Corrects reference to PXP ownership in fifth paragraph
Chevron has agreed to sell its 45pc stake in the Philippines' offshore Malampaya gas and condensate field, further scaling back its presence in southeast Asia.
Chevron is selling its stake to domestic conglomerate Udenna. It declined to give any further details including the value of the deal, which is yet to close.
Malampaya, the sole fuel source for the Philippines' gas-fired power plants, was valued at $2bn when it came on line in 2002 but reserves are depleting rapidly and are on course to be nearly exhausted by 2024.
The field in the South China Sea is operated by Shell with a 45pc stake, with the remaining 10pc held by the Philippines' state-owned PNOC. Production peaked at 429mn ft³/d (4.4bn m³/yr) of natural gas and 15,000 b/d of condensate, although current output is unclear.
Separately, Philippine upstream firm PXP Energy this week submitted a proposal to the government for an integrated gas hub at Malampaya. PXP plans to set up an infrastructure and distribution network spanning Malampaya and the nearby Sampaguita field and other prospects in service contract 72, which it took control of in 2017 through its purchase of UK-listed Forum Energy.
The Sampaguita field is located on the Reed bank, one of the areas of the South China Sea that is also claimed by China under its nine-dash territorial line. The territorial disputes have stalled development of the field, although relations between Manila and Beijing have warmed in recent years under Philippine President Rodrigo Duterte and the two governments have discussed setting up a joint venture to develop Reed bank gas.
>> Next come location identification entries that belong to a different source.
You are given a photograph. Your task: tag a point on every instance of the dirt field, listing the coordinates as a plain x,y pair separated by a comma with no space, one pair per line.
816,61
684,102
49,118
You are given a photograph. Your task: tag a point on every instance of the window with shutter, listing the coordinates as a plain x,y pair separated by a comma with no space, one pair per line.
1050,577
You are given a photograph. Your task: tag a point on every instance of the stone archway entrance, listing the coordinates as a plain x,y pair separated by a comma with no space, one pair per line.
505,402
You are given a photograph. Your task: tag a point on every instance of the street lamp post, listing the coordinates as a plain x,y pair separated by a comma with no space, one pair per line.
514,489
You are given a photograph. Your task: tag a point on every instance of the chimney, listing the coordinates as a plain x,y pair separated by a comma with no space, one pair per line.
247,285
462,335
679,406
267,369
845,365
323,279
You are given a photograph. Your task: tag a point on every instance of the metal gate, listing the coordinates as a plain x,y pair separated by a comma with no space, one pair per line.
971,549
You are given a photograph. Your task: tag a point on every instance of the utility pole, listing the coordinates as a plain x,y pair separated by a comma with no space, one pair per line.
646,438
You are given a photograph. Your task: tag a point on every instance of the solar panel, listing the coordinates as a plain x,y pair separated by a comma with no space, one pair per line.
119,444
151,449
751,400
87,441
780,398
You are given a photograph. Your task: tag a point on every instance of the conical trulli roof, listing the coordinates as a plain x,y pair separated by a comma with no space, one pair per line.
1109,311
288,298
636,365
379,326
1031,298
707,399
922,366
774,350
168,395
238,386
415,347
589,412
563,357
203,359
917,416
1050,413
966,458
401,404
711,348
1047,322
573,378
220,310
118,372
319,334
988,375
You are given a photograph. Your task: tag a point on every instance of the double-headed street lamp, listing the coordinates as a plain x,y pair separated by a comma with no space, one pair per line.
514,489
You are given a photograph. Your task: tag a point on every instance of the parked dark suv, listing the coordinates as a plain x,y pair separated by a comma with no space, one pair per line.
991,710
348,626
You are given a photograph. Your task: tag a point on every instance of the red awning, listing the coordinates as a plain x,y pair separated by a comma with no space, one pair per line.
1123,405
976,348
The depletion of the Malampaya field has also sparked a rush of planned LNG import projects in the Philippines.
Chevron, like other oil majors, has been cutting its upstream presence in Asia-Pacific to focus on more attractive prospects elsewhere. The company will exit the Rokan block in Indonesia when its production-sharing contract expires in 2021. It will hand control of Thailand's two biggest gas blocks — Erawan and Bongkot — to the country's state-controlled PTTEP in 2022 and 2023 respectively.
Chevron plans to sell $5bn-10bn of assets in 2018-20, with divestment proceeds already at the lower end of the target range. The latest deal to close was the $2bn sale of its UK central North Sea business to Israeli energy firm Delek last week. Chevron agreed last week to sell its interests in Azerbaijan's Azeri-Chirag-Gunashli oil field and the Baku-Tbilisi-Ceyhan pipeline to Hungary's Mol for $1.6bn.